As for the eigenvalues, first of all your signals are not independent (see above).
Second of all, your filter matrix A is also not well conditioned, spreading out your eigenvalues further.
Even if you were to pipe in five fully independent (iid, yada yada) signals the covariance would be:
E[ A y y' A' ] = E[ A I A' ] = A A'
The eigenvalues of that are:
eig(A*A')
ans =
0.000167972216475
0.025688510850262
0.035666735304024
0.148813869149738
1.042451912479502
So you're really filtering/squishing all the signals down onto one basis function / degree of freedom and of course they'll be hard to recover, whatever method you use.
To find if the signals are mutually independent you could look at the techniques described here In general two random variables are independent if they are orthogonal. This means that: E{s1*s2} = 0 Meaning that the expectation of the random variable s1 multiplied by the random variable s2 is zero. This orthogonality condition is extremely important in statistics and probability and shows up everywhere. Unfortunately it applies to 2 variables at a time. There are multivariable techniques, but none that I would feel comfortable recommending.
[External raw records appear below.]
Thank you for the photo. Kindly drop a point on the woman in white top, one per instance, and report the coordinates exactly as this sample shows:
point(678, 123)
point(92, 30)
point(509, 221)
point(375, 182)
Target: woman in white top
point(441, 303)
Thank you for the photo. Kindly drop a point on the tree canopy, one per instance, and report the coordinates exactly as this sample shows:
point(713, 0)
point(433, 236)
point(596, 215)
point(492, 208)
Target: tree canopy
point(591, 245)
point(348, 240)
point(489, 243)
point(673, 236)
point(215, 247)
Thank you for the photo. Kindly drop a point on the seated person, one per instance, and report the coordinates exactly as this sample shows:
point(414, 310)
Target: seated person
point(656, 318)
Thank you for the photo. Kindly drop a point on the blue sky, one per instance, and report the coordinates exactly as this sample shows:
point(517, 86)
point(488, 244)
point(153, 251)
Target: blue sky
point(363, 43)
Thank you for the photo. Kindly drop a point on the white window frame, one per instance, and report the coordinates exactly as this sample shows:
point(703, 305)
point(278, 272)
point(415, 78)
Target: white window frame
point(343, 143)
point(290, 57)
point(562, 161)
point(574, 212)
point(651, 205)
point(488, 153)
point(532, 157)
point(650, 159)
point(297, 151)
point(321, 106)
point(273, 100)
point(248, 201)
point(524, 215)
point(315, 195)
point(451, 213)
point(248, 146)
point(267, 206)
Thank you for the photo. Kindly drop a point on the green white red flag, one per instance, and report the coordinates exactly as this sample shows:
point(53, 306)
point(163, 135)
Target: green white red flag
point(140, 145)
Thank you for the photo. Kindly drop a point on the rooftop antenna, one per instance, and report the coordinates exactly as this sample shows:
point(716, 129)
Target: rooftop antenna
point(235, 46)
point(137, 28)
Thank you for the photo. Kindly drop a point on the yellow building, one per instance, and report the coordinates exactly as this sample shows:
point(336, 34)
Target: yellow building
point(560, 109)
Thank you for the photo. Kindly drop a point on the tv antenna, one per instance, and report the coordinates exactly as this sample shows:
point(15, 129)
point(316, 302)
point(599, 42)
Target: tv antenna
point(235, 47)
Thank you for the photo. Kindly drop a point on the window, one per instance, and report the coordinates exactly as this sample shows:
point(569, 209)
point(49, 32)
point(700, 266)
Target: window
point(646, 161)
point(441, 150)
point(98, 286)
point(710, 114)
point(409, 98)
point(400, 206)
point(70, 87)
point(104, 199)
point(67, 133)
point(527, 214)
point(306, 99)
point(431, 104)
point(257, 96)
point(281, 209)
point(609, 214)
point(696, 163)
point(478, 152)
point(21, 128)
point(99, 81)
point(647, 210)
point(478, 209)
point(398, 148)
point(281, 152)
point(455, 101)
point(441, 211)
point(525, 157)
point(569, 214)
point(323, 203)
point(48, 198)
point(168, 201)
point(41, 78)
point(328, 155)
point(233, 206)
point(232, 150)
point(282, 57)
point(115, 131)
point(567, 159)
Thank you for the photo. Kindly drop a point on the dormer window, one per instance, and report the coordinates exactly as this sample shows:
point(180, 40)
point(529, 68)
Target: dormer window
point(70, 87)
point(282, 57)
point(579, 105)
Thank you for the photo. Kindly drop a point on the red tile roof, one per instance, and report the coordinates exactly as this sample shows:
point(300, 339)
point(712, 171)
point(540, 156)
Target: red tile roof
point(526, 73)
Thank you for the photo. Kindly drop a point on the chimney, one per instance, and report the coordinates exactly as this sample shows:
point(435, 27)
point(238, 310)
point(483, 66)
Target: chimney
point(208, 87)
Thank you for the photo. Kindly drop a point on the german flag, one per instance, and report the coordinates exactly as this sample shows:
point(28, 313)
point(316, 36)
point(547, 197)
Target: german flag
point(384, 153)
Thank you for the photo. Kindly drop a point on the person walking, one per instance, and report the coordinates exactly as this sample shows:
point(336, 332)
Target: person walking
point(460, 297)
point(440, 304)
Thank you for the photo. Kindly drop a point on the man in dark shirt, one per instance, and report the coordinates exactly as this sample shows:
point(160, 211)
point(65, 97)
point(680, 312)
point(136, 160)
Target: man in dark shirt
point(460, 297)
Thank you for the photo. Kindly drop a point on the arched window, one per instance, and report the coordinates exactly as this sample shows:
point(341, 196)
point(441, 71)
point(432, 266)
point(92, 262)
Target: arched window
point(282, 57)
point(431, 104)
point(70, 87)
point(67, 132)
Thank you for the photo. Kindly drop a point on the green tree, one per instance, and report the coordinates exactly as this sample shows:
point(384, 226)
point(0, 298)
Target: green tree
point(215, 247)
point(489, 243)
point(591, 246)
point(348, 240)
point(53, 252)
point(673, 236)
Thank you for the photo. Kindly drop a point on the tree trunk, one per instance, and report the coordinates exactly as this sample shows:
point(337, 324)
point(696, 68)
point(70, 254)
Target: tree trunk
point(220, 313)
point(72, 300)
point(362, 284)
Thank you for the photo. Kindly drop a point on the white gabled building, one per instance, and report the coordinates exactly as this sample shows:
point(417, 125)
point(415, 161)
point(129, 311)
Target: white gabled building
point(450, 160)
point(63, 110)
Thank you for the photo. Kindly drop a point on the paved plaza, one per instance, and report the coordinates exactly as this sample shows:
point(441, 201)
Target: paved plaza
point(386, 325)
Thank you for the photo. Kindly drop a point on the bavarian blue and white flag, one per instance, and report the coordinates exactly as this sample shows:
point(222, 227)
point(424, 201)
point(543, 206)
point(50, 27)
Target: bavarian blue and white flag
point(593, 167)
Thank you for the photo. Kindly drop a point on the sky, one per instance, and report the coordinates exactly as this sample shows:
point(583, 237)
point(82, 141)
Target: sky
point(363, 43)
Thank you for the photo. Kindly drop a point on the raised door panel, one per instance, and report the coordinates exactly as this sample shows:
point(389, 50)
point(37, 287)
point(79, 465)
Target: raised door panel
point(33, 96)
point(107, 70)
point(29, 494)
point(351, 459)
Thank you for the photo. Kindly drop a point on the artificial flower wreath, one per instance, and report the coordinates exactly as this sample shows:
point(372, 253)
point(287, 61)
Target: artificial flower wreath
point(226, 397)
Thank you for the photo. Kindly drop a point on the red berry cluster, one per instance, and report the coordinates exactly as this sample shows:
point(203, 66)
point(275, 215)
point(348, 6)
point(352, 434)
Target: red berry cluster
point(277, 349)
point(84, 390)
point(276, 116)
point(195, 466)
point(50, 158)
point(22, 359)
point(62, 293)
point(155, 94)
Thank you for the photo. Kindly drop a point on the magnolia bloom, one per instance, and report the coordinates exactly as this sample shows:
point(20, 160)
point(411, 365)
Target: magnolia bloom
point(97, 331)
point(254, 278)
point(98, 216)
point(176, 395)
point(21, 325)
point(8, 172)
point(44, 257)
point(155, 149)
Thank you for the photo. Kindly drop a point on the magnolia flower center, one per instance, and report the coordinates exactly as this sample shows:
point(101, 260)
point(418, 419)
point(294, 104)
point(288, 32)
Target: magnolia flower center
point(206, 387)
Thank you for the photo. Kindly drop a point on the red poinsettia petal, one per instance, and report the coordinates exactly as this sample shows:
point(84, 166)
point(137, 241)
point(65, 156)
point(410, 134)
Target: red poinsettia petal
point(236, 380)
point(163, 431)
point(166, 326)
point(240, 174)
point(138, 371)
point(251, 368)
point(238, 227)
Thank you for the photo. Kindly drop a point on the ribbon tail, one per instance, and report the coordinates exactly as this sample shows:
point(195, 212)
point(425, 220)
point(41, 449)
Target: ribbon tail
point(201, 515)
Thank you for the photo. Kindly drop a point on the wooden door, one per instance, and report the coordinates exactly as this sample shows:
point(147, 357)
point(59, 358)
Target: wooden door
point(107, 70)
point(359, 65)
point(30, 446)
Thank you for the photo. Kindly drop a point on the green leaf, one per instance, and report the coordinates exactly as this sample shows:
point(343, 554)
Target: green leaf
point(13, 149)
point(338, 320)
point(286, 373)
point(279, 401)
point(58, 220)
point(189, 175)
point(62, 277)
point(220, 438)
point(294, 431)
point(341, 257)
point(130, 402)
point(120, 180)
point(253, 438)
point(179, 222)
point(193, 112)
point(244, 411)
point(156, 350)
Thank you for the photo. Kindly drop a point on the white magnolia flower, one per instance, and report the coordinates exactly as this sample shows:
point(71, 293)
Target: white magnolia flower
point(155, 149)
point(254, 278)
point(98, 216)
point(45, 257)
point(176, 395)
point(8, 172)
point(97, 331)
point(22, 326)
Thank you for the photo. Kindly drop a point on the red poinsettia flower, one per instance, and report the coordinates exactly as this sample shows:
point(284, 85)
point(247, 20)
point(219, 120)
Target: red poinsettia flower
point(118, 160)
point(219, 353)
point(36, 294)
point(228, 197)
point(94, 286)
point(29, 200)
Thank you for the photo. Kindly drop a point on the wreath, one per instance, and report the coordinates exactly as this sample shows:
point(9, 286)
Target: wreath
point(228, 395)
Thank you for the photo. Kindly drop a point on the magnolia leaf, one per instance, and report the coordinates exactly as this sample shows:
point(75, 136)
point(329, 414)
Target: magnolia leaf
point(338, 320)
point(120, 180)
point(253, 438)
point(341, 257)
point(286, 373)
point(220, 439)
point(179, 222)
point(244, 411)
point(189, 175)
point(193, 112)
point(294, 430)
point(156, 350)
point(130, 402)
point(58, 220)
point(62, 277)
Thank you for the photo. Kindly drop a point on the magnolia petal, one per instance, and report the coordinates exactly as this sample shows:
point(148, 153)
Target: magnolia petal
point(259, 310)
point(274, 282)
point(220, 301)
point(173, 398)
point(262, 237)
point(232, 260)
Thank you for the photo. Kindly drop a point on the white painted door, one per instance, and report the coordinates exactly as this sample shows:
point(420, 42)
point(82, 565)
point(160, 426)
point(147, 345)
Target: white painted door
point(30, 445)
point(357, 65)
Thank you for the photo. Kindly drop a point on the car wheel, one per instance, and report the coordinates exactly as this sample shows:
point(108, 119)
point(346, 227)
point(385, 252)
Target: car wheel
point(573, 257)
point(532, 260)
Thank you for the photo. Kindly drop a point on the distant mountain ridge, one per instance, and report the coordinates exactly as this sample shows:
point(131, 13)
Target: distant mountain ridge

Another link I dug up was this one, not sure what your application is, but that paper is very well done.
When I calculate the covariance matrix I get:
cov(A) =
0.0619 -0.0284 -0.0002 -0.0028 -0.0010
-0.0284 0.0393 0.0049 0.0007 -0.0026
-0.0002 0.0049 0.1259 0.0001 -0.0682
-0.0028 0.0007 0.0001 0.0099 -0.0012
-0.0010 -0.0026 -0.0682 -0.0012 0.0831
With eigenvectors,V and values D:
[V,D] = eig(cov(A))
V =
-0.0871 0.5534 0.0268 -0.8279 0.0063
-0.0592 0.8264 -0.0007 0.5584 -0.0415
-0.0166 -0.0352 0.5914 -0.0087 -0.8054
-0.9937 -0.0973 -0.0400 0.0382 -0.0050
-0.0343 0.0033 0.8050 0.0364 0.5912
D =
0.0097 0 0 0 0
0 0.0200 0 0 0
0 0 0.0330 0 0
0 0 0 0.0812 0
0 0 0 0 0.1762
Here's my code:
x = transpose(0.2:0.2:100);
s1 = (-x.^2 + 100*x + 500) / 3000; % quadratic
s2 = exp(-x / 10); % -ve exponential
s3 = (sin(x)+ 1) * 0.5; % sine
s4 = 0.5 + 0.1 * randn(length(x), 1); % gaussian
s5 = (sawtooth(x, 0.75)+ 1) * 0.5; % sawtooth
A = [s1 s2 s3 s4 s5];
cov(A)
[V,D] = eig(cov(A))
Let me know if I can help any more, or if I misunderstood.
EDIT Properly referred to eigenvalues and vectors, used 0.2 sampling interval added code.